Friday, Oct. 16, 1964
Action in the Three-I League
Businessmen keep a sharp eye on a trio of supremely important and closely related factors that make up the economy's three-I league: inflation, inventories and interest rates. When businessmen start building up their inventories at a rapid pace, they have historically helped bring on inflation, which the Government then seeks to curb by boosting interest rates and slowing down the economy. The current economic expansion has been long-lived and steady precisely because inventories have stayed lean, prices stable and credit free and easy. Last week, however, there were rumblings, rumors and signs of concern on all three fronts.
Overworked Steelmen. The Commerce Department reported that inventories generally continue to run at a modern-day low, averaging only $3 worth of goods on the shelves for every $2 worth of monthly sales, and that production rose faster than stockpiles in August. But business psychology--that elusive but important factor in gauging the economy's course--has undergone a subtle change as a result of the auto labor settlements (see Labor). More than 25% of the nation's purchasing agents report that they have started to stock up in expectation of a series of generous wage hikes and price increases after the election, as well as continuation of good business and heavy demand well into next year.
Partly as a result of corporate hedging against inflation, backlogs of unfilled orders have jumped smartly in the metals industries. Inventories of steel are running close to 20% higher than a year ago because users in the auto, appliances and can industries are converting their plentiful cash and credit into stockpiles as a defense against price rises or the possibility of a steel strike next May. The overworked steelmakers have stretched out many delivery times to four months and have pushed production to a two-year high of 81% of capacity--and would be producing even more were it not for a shortage of skilled labor so acute that 3,000 steel jobs are open in the Chicago area.
Inflationary Flutters. Such strong demand is added temptation for the steel makers to post a long-sought price hike after the election--especially when fears of inflation do not seem to be deterring other industries from raising prices. In the past few weeks, prices have increased for copper, zinc, tin, chemicals, paper and rubber. Viewing all this, and perhaps anxious to test a harbinger of overall rise, U.S. Steel and Inland Steel last week increased by 17% the price of the reinforcing bars widely used in construction.

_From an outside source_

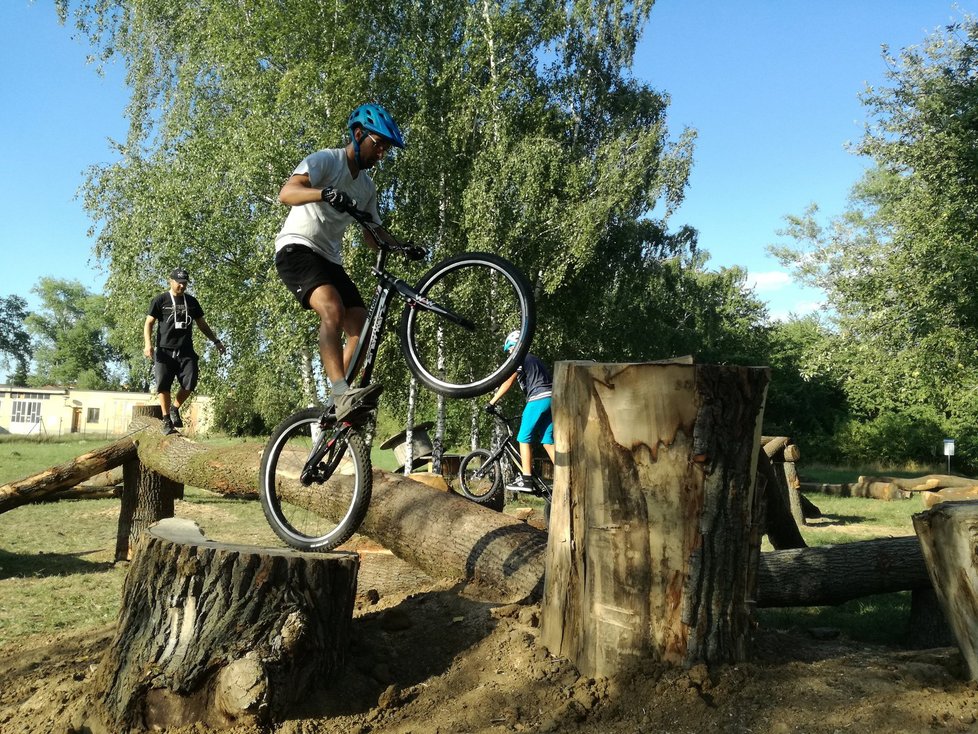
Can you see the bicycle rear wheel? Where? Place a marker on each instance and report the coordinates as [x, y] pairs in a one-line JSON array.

These inflationary flutters are keenly felt by the sensitive and watchful Federal Reserve Board, and they serve in general to make the board less reluctant to risk an economic slowdown by stepping up interest rates. Lately it has issued warnings about that possibility in the hope of talking businessmen out of overbuying, or boosting prices too much. Though the board is usually as secretive and unpredictable as the CIA, broad hints that it may soon tighten money were voiced last week by three insiders--the presidents of the New York and Cleveland Federal Reserve banks and the board's economic advisor, Guy Noyes. Chairman William McChesney Martin Jr. seemed somewhat more sanguine. Said he: "Actually, the price situation is healthy today except for an incipient tendency of some prices to break out on the plus side." Martin means that prices are beginning to rise, and to judge whether that and the increased stockpiling mean the start of inflation, he and his colleagues will "reappraise" the board's easy-money policies within a month.